Post by Hylander » Tue Mar 08, 2016 1:43 pm

Yes, the oral-formulaic theory, even in its least extreme manifestations, explains how long hexameter poems could be composed in performance by drawing in large measure--although maybe not exclusively--on a repertory of formulas that fit specific metrical slots, despite the difficulties of composing well-constructed hexameters. The language of hexameters is a specialized language that grew up around the hexameter, specifically and exclusively for the purpose of composing hexameters (and elegy, too). It's a Kunstsprache--an artificial language. Greek poets, who were immersed in this language, continued to use it even down to the end of antiquity and beyond for writing hexameters and elegiac couplets.

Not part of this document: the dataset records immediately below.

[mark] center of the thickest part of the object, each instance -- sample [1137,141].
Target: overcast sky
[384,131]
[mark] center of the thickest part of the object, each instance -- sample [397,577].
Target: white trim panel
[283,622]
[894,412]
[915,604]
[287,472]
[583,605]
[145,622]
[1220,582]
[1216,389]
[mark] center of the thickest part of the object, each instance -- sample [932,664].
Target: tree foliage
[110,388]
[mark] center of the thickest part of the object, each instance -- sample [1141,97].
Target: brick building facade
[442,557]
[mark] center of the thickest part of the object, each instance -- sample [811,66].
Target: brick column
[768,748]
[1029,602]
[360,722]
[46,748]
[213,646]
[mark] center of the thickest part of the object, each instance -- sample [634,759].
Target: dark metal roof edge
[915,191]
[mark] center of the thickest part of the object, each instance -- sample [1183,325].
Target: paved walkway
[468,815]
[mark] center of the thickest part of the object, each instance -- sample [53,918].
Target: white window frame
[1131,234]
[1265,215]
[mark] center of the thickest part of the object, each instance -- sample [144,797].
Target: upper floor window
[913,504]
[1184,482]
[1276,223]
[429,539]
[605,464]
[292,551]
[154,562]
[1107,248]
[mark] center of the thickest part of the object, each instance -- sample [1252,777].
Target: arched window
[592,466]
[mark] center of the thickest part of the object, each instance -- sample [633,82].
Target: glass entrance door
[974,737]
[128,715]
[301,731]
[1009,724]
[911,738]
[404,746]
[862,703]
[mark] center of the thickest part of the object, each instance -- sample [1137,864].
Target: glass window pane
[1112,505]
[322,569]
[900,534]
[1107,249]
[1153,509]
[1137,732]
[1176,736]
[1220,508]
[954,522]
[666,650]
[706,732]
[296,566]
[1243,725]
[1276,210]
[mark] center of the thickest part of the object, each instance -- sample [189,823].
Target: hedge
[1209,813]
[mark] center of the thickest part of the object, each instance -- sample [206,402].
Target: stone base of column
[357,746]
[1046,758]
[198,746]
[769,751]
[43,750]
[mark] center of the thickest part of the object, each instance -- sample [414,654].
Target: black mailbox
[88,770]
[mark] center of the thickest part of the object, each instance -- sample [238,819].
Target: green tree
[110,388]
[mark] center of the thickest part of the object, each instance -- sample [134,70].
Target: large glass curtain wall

In the Roman period the chief form of literary expression in the Greek world was the epigram, usually composed in elegiac couplets, in a language that is essentially a continuation of the language of the Homeric poems. These poets were not "oral" poets, of course, but they were so steeped in the language of the Homeric poems--and not just the Homeric poems, but the entire body of Greek hexameter and elegy that preceded them--that you suspect they could think, and maybe even dream, in that language and could wield the difficult meters seemingly effortlessly, even though the poetic language was further and further removed from the language in which they conducted their daily lives.